/ST-RSBP

Primary LanguageCudaGNU General Public License v3.0GPL-3.0

Spike-Train level Recurrent Spiking Neural Networks Backpropagation (ST-RSBP) for SNNs

This repo is the CUDA implementation of SNNs trained the Spike-Train level RSNNs Backpropagation, modified based on HM2-BP for spiking neuron networks.

The paper Spike-Train Level Backpropagation for Training Deep Recurrent Spiking Neural Networks is accepted by the Thirty-third Conference on Neural Information Processing Systems, 2019.

Contact stonezwr@gmail.com if you have any questions or concerns.

Dependencies and Libraries

  • OpenCV (3.4 or higher)
  • CUDA (8.0 or higher)
  • OpenMP

You can compile the code on windows or linux.

SDK include path(-I)
  • linux: /usr/local/cuda/samples/common/inc/ (For include file "helper_cuda"); /usr/local/include/opencv/ (Depend on situation)
  • windows: X:/Program Files (x86) /NVIDIA Corporation/CUDA Samples/v6.5/common/inc (For include file "helper_cuda"); X:/Program Files/opencv/vs2010/install/include (Depend on situation)
Library search path(-L)
  • linux: /usr/local/lib/
  • windows: X:/Program Files/opencv/vs2010/install/x86/cv10/lib (Depend on situation)
libraries(-l)
  • opencv_core
  • opencv_highgui
  • opencv_imgproc
  • opencv_imgcodecs (need for opencv3.0)
  • openmp
  • cublas
  • curand
  • cudadevrt
  • cudacusparse
  • cudacurand
  • cudacusolver

Installation

The repo requires CUDA 8.0+ to run.

Please install the opencv and cuda before hand.

Install CMake and OpenCV

$ sudo apt-get install cmake libopencv-dev 

Checkout and compile the code:

$ git clone https://github.com/jinyyy666/mm-bp-snn.git
$ cd mm-bp-snn
$ mkdir build
$ # change the libraries, dependencies and capability of GPU in CMakeLists.txt
$ # if the cmake version is less than 3, set the libraries of CUDA manually
$ cd build
$ cmake ..
$ # if gcc version > 6, using "cmake -DCMAKE_C_COMPILER=gcc-5 -DCMAKE_CXX_COMPILER=g++-5 .."
$ make -j
GPU compute compatibility
  • capability 6.0 for Titan XP, which is used for the authors.
  • Check the compatibility and change the CMAKE file before compile.

Get Dataset

MNIST:

$ cd mnist/
$ ./get_mnist.sh

N-MNIST: Get the N-MNIST dataset by N-MNIST. Then unzip the ''Test.zip'' and ''Train.zip''. Run the matlab code: NMNIST_Converter.m

N-Tidigits: N-Tidigits, read the dataset using N-Tidigits_Converter.py.

Fashion-MNIST: Fashion-MNIST

TI46: Download from TI46 and preprocess it using Lyon ear model using TI46_Lyon_ear.m

Run the code

Before running, use eij_function.m to generate eij file and put the file in Effect_Ratio_file.

By default, put the data in the previous directory "../" Then run

$ ./build/CUDA-RSNN

and follow the instruction.

For Window user

Do the following to set up compilation environment.

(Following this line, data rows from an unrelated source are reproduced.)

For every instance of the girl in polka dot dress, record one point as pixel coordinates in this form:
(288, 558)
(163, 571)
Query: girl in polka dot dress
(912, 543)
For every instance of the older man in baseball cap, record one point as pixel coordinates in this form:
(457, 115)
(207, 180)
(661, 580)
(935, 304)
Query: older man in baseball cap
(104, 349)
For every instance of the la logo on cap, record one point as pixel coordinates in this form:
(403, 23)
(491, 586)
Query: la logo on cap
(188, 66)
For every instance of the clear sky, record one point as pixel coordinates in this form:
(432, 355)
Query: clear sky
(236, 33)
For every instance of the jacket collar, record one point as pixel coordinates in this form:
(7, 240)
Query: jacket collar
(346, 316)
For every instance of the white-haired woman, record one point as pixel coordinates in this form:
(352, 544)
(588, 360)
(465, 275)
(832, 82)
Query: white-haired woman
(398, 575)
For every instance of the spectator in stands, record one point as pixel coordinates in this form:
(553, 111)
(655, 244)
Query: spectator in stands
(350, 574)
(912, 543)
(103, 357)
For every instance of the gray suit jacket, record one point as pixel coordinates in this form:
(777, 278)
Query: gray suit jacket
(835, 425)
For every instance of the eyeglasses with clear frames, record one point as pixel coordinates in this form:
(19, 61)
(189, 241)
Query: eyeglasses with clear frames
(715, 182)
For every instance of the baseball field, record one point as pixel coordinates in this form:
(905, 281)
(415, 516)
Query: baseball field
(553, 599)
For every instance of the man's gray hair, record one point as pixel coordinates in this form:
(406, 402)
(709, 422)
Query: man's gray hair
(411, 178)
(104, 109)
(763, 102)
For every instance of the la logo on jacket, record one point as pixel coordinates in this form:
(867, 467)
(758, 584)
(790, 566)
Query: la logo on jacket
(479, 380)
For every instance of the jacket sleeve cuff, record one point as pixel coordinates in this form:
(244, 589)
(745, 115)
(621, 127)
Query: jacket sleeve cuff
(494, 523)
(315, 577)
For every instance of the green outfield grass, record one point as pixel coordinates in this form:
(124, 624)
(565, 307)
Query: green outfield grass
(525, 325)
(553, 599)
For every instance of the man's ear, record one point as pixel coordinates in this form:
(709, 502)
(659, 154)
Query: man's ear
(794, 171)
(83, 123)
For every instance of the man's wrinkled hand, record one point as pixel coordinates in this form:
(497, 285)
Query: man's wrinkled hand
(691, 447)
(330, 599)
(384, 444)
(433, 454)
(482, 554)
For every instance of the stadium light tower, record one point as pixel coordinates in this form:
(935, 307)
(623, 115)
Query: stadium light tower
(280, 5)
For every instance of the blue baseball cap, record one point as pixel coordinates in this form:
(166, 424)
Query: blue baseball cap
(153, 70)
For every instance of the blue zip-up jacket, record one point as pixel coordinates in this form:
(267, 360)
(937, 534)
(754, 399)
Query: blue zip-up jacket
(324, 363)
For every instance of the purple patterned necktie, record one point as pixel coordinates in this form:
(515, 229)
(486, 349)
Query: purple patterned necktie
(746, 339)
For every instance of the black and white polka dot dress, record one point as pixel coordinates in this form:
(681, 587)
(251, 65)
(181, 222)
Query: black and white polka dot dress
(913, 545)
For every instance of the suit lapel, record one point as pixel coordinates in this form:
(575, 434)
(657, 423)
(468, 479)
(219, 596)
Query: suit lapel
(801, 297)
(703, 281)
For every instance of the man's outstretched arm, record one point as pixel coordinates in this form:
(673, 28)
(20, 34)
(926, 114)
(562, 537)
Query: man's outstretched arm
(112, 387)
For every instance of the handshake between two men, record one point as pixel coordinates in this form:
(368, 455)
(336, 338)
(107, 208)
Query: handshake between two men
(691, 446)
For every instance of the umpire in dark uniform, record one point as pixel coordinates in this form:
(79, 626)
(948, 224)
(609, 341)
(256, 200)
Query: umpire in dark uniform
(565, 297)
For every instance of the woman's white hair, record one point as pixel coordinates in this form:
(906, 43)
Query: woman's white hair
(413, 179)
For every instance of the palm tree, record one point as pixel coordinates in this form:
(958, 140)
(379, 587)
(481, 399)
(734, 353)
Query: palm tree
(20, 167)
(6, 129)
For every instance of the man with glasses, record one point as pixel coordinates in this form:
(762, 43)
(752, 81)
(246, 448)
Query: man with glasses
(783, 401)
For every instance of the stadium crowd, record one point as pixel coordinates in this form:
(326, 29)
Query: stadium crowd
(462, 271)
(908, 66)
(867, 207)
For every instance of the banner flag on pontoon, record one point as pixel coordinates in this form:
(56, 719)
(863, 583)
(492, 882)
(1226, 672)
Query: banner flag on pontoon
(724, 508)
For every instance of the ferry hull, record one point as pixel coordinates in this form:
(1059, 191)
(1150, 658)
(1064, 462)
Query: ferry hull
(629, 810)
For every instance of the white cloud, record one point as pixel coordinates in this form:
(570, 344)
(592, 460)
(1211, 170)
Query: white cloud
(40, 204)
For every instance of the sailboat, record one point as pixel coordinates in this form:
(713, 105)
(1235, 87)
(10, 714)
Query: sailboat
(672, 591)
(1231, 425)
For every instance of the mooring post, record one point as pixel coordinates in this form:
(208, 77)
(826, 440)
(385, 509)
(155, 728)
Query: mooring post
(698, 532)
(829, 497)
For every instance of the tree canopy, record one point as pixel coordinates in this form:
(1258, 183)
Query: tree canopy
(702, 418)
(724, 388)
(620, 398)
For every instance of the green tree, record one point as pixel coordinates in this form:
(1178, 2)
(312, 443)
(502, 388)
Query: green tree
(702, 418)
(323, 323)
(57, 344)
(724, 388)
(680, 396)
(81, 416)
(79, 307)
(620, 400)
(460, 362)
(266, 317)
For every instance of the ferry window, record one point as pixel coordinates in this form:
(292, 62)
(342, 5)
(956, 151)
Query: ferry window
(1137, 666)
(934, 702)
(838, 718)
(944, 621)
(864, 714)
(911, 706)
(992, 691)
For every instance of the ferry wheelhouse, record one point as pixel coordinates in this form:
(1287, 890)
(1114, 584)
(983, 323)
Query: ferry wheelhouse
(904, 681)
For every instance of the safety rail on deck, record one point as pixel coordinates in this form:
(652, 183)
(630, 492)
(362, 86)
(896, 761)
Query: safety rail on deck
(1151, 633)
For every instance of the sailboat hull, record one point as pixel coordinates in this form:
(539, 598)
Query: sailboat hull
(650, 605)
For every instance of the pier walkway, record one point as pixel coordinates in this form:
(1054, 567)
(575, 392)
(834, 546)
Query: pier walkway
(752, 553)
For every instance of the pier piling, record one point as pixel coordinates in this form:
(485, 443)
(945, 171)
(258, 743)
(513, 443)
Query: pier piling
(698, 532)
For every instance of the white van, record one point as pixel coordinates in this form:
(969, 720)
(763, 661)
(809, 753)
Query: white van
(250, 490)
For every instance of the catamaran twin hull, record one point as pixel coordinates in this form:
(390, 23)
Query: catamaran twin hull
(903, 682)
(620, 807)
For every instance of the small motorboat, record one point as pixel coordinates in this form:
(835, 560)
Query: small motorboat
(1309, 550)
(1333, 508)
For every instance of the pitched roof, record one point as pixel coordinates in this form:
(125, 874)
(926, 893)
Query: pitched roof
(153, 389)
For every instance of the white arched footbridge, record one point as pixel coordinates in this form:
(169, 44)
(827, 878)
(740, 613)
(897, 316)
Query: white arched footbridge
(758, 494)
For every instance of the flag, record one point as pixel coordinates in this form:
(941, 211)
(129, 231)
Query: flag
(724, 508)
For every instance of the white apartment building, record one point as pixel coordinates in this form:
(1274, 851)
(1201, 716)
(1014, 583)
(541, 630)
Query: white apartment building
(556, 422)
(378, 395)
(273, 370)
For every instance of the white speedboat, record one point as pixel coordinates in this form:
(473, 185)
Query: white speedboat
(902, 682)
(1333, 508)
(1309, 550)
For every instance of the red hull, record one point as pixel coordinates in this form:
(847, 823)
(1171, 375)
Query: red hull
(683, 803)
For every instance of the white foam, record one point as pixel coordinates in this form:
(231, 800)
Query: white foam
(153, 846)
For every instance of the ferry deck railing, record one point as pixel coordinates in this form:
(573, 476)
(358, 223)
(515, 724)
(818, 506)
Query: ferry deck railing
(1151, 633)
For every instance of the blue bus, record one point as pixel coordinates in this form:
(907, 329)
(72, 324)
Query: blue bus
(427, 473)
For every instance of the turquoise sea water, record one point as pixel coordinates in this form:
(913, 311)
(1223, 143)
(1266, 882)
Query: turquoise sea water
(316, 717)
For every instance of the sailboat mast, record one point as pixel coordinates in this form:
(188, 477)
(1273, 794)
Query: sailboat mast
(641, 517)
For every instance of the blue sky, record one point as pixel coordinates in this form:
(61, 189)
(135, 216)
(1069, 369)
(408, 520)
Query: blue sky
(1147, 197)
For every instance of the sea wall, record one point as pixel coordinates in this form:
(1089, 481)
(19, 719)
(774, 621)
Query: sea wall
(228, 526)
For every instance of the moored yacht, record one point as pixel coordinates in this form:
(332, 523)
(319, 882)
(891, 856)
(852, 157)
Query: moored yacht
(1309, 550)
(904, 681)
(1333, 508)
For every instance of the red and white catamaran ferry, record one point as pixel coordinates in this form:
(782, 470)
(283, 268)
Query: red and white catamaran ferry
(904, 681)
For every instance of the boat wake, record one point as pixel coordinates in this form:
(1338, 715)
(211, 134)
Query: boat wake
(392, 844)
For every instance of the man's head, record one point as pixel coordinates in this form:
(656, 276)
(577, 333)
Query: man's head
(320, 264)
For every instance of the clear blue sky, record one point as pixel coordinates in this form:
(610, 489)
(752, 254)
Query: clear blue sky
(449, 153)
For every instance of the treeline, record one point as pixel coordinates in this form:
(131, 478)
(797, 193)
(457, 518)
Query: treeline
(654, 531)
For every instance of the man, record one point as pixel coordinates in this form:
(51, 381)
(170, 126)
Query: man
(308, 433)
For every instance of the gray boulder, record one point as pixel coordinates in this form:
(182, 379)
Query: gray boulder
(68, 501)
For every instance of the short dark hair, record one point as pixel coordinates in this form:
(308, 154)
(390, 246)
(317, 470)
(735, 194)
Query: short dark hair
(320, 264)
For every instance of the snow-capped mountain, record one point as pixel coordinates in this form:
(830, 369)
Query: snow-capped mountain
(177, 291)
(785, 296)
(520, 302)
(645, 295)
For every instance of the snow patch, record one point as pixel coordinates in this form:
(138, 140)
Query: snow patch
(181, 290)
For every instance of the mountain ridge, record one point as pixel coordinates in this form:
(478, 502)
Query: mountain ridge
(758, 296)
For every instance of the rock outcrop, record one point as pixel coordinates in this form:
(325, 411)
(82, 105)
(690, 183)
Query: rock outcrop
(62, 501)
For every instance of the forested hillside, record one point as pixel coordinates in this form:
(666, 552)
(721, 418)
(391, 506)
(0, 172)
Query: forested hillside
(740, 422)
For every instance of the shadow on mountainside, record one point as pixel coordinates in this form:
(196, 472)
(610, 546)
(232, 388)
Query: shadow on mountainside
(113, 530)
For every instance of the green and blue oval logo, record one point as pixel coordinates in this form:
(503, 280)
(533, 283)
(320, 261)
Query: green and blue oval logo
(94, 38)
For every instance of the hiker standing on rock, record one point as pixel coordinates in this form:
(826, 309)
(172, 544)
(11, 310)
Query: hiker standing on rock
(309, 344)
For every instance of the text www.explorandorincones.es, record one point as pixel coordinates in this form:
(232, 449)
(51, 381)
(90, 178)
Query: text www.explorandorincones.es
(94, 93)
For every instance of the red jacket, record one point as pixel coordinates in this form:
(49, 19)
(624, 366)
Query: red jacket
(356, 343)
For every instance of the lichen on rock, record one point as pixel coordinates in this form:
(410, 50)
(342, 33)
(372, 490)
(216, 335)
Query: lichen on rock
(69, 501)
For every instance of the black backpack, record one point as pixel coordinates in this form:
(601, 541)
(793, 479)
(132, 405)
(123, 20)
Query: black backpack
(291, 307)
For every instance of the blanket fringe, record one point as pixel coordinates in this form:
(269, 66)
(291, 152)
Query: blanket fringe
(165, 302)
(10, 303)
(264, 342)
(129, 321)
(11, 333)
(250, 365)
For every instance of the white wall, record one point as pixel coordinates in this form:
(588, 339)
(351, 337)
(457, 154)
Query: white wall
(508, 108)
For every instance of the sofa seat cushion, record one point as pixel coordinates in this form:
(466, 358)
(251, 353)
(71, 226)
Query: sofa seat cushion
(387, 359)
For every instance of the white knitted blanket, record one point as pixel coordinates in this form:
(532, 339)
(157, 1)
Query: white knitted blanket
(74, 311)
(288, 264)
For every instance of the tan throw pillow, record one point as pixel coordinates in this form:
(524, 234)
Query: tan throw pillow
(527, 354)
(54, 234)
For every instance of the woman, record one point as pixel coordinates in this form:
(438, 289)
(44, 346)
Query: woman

  • Install Visual Stidio and OpenCV.
  • When you create a new project using VS, You can find NVIDIA-CUDA project template, create a cuda-project.
  • View-> Property Pages-> Configuration Properties-> CUDA C/C++ -> Device-> Code Generation-> compute_60,sm_60
  • View-> Property Pages-> Configuration Properties-> CUDA C/C++ -> Common-> Generate Relocatable Device Code-> Yes(-rdc=true)
  • View-> Property Pages-> Configuration Properties-> Linker-> Input-> Additional Dependencies-> libraries(-l)
  • View-> Property Pages-> Configuration Properties-> VC++ Directories-> General-> Library search path(-L)
  • View-> Property Pages-> Configuration Properties-> VC++ Directories-> General-> Include Directories(-I)

Notes

  • The SNNs are implemented in terms of layers. User can config the SNNs by using configuration files in Config/
  • The program will save the best test result and save the network weight in the file "Result/checkPoint.txt", If the program exit accidentally, you can continue the program form this checkpoint.
  • The logs for the reported performance and the settings can be found in Result folder.
  • Only batch size = 1 is used in the experiments. Other value of batch size may cause problem.